Anne B. Ragde plonge son lecteur au sein de cette famille d'origine rurale. D'abord aux côtés de Tor qui vit toujours à la ferme, élevant des cochons, ses seuls amis et compagnons. Rien n'a changé depuis des années: les mêmes rideaux, la même cuisine, l'économie paysanne poussée à l'extrême. L'auteur nous laisse entrevoir le quotidien d'un homme de manière effroyable. On sent derrière le personnage de Tor toute la détresse de l'éleveur de cochons. Tor est celui qui n'a jamais de temps pour lui-même, lié corps et âme à son travail harassant.

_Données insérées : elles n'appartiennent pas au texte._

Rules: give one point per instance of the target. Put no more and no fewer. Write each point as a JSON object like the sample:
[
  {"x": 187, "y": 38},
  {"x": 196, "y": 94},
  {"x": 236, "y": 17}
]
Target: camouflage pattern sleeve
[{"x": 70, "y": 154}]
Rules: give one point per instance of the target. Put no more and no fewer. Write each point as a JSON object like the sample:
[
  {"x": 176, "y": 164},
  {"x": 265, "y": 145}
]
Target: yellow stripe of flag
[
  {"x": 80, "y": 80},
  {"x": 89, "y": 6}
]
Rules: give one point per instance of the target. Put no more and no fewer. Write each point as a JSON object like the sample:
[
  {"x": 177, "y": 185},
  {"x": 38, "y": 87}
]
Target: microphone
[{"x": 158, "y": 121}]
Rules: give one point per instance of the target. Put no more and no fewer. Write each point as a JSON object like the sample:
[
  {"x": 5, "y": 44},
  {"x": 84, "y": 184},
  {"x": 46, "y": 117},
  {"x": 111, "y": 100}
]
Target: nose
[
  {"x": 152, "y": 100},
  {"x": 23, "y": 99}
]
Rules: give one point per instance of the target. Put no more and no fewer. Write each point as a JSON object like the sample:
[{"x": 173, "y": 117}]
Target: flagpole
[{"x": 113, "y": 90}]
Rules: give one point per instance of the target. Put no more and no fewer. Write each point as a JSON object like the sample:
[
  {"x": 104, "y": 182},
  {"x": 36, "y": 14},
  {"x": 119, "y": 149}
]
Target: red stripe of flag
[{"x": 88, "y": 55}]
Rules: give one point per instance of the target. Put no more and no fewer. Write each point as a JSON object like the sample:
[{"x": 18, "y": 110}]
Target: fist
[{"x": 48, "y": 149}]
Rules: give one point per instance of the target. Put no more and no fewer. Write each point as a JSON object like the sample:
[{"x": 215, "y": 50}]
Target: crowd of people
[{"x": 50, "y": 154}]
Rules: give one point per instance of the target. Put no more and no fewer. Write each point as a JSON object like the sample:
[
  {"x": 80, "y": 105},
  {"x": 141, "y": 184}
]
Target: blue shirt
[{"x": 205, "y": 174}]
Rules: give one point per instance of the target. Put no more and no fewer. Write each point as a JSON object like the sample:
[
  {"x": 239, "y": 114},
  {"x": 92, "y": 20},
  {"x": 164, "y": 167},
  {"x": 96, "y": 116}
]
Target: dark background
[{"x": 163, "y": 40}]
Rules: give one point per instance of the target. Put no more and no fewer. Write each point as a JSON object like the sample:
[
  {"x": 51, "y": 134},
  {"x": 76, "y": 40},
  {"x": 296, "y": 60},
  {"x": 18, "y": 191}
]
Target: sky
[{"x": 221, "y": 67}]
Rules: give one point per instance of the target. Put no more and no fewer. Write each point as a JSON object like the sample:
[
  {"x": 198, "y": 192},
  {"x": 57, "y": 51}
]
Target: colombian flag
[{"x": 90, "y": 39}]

Puis il y a Erlend, l'homo, la honte de la famille, qui a fui pour se construire ailleurs loin des regards lourds et des reproches. C'est le personnage que j'ai préféré parmi les trois frères car il est à la fois drôle et pathétique. Il y a enfin Margido, le croque-mort, qui fait son travail avec cœur et distanciation et qui en sait plus que ses frères sur sa famille.
Anne B. Ragde nous laisse contempler une famille éclatée que la mort de la mère, ce tyran domestique, va rassembler bon gré mal gré. Derrière les conversations, les regards, on sent les non-dits et le poids du secret. Car La terre des mensonges est un roman sur les secrets de famille et je vous assure que celui qui nous est révélé à la toute fin du livre fait l'effet d'une petite bombe. Après cette révélation, les frères vont devoir remettre toute leur vie en question et le lecteur va devoir se procurer la suite de la saga!
Ce premier tome de La terre des mensonges est une vraie réussite. Malgré un rythme lent et détaillé qui permet de croquer chaque personnage, Anne B. Ragde réussit là un vrai tour de force avec cette famille norvégienne fêlée et éclatée. J'attends de lire la suite avec impatience!